Eventually he bribed a military officer to liaise between himself and a smuggler to help him escape. The officer bought clothes and dates and distributed it between Mohamed and the other prisoners. On one of his shifts he pretended to be distracted and moved far enough away so they could escape.
It was February 2014 and Mohamed and his fellow detainees spent seven days walking before they crossed the border and reached Kassala, a city in the eastern part of Sudan along the border with Eritrea. He remembers farmers tending to their cattle who took them in, gave them yoghurt and a place to rest.
Like thousands of other Eritreans who make this journey Mohamed avoided the UNHCR camps along the border – he had heard members of Eritrea's infamous intelligence service regularly infiltrated the camps, picked people up and escorted them home where they would be tortured or killed.
That day Mohamed became one of 500,000 Eritrean refugees who have escaped severe human rights abuses at home. Repression in Isaias Afwerki's one-party state is so brutal that one in every 11 Eritreans is a refugee.
One of the most commonly cited reasons Eritrean refugees seek protection beyond their own borders is indefinite military conscription which both males and females enter at the age of 18. Despite an 18-month cap, conscripts work for years without pay, get beaten or tortured if they complain and the women are subject to sexual violence.

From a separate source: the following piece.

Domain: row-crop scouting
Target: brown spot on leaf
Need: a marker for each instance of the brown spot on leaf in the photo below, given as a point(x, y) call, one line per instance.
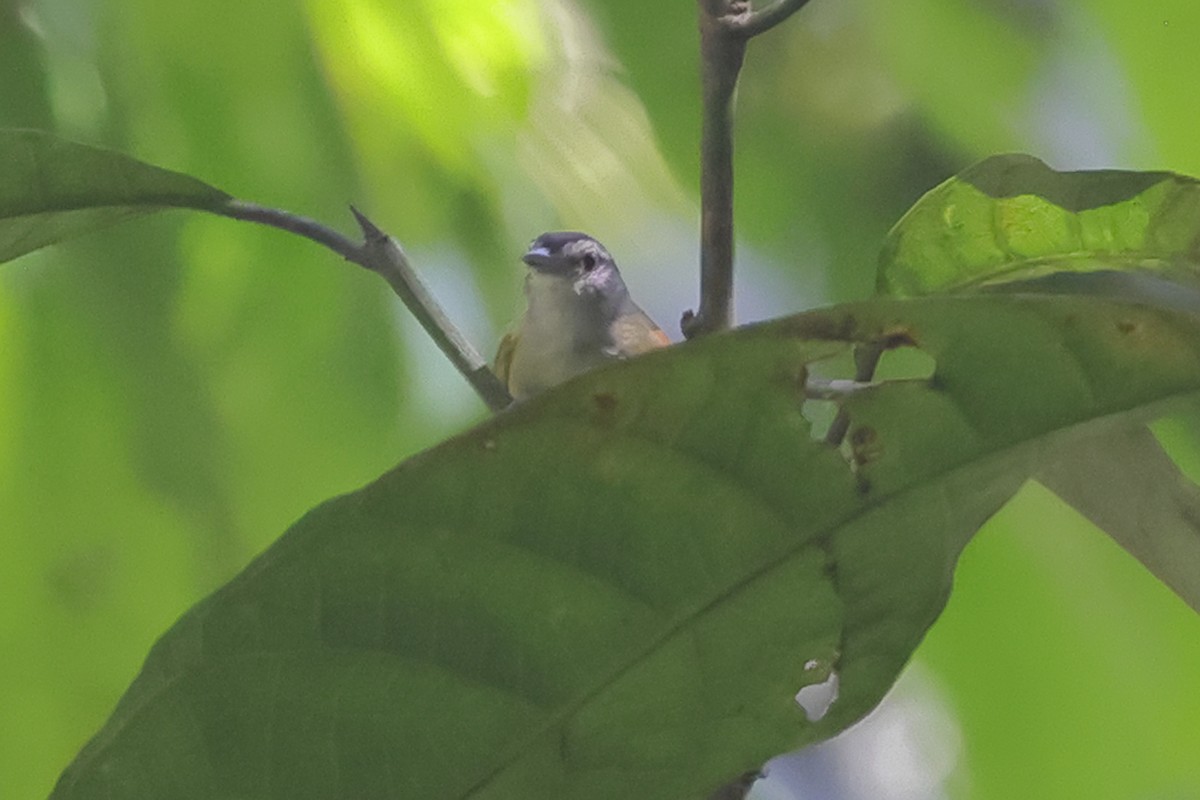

The first challenge of the journey is making it across the Eritrean border without being picked up, or shot, by Eritrean police. Refugees often choose not to stay in neighbouring countries and instead cross the Sahara desert towards Libya or Egypt where they will climb aboard an unseaworthy vessel in the direction of Europe.
Along the journey refugees must navigate not only vast swathes of desert and the waves of the Mediterranean but also traffickers – who could demand more money from them at any time – torture them and subject them to more sexual violence. Whilst the refugees in their care suffer, trafficking networks are raking in millions of dollars.